Former Florida Deputy Sentenced in Sex Case

April 16, 2011
A former Bay County Sheriff 's Office deputy was sentenced to prison Friday after pleading no contest to felony charges that followed allegations he raped a woman while on duty and then kidnapped her and her child after the woman reported the attack.

PANAMA CITY, Fla. -- A former Bay County Sheriff 's Office deputy was sentenced to prison Friday after pleading no contest to felony charges that followed allegations he raped a woman while on duty and then kidnapped her and her child after the woman reported the attack.

Benjamin L ogue, 28, pleaded no contest to a felony battery charge and a felony tampering with a witness charge Friday afternoon before Judge Michael Overstreet, who sentenced the former deputy to 42 months in prison and 18 months of felony probation.

Logue was arrested in June after a woman accused him of putting her in the back of his patrol car, taking her to a remote area and raping her. His attorney, Waylon Graham, told the judge there was DNA evidence in the case that probably would have supported the state's case but he did not go into specific details.

Logue posted bail while awaiting trial on the sexual battery charge, but he was rearrested after the victim reported a man posing as an investigator for the State Attorney's Office picked her and her 3-year-old child up and took them to a home, where he urged them to drop the charges. The man turned out to be Logue and the home he took them to was his own.

In court Friday, Logue apologized and asked Overstreet for a slight reduction to the sentence in the plea agreement. Logue asked that he be sentenced to 39 months rather than 42 so he could keep his promise to his daughter and walk her to her first day of school.

"I want to apologize to Bay County, the Sheriff 's Department, the sheriff and my family and friends for the pain and embarrassment caused by the choices I made in the last year," Logue told Overstreet. "I take full responsibility for that."

Overstreet declined to reduce the sentence and reminded Logue the tampering charge was a second-degree felony that carries a 15-year maximum sentence.

"I appreciate that you have a concern for keeping your word with your child," Overstreet told him. "You need to look at it from the perspective that I do, that you're going to have a life with your child that will start in four years rather than 15."

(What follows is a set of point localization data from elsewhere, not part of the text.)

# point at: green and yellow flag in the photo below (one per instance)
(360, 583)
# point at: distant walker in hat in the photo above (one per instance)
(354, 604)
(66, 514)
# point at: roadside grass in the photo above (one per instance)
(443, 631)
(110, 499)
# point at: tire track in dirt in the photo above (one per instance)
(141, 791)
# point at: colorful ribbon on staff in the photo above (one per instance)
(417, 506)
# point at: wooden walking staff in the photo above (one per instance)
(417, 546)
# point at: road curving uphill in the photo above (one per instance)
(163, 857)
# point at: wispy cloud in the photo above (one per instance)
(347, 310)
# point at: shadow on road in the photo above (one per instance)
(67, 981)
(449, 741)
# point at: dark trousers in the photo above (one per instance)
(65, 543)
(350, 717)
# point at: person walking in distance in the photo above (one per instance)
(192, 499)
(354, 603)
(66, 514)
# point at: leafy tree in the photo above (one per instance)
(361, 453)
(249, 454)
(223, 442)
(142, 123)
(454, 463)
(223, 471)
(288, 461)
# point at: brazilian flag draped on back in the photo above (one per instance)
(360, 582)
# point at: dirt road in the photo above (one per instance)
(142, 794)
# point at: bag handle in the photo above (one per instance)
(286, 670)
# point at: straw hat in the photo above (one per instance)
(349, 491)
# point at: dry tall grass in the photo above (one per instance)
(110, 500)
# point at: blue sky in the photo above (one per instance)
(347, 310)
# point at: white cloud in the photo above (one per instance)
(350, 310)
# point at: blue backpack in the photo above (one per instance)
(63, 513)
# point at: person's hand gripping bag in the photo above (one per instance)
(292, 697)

The State Attorney's Office for the 14th Judicial Circuit cited a conflict of interest because of the office's contact with Logue in his capacity as an investigator. The case was prosecuted by Jennifer Lieb, an assistant state attorney from the 1st Judicial Circuit.

The plea deal resolves all the charges against Logue, said Graham, who also noted that because he pleaded to battery rather than sexual battery he will not be required to register as a sex offender.

"We were able to dodge a bullet on that with the plea we worked out," Graham said.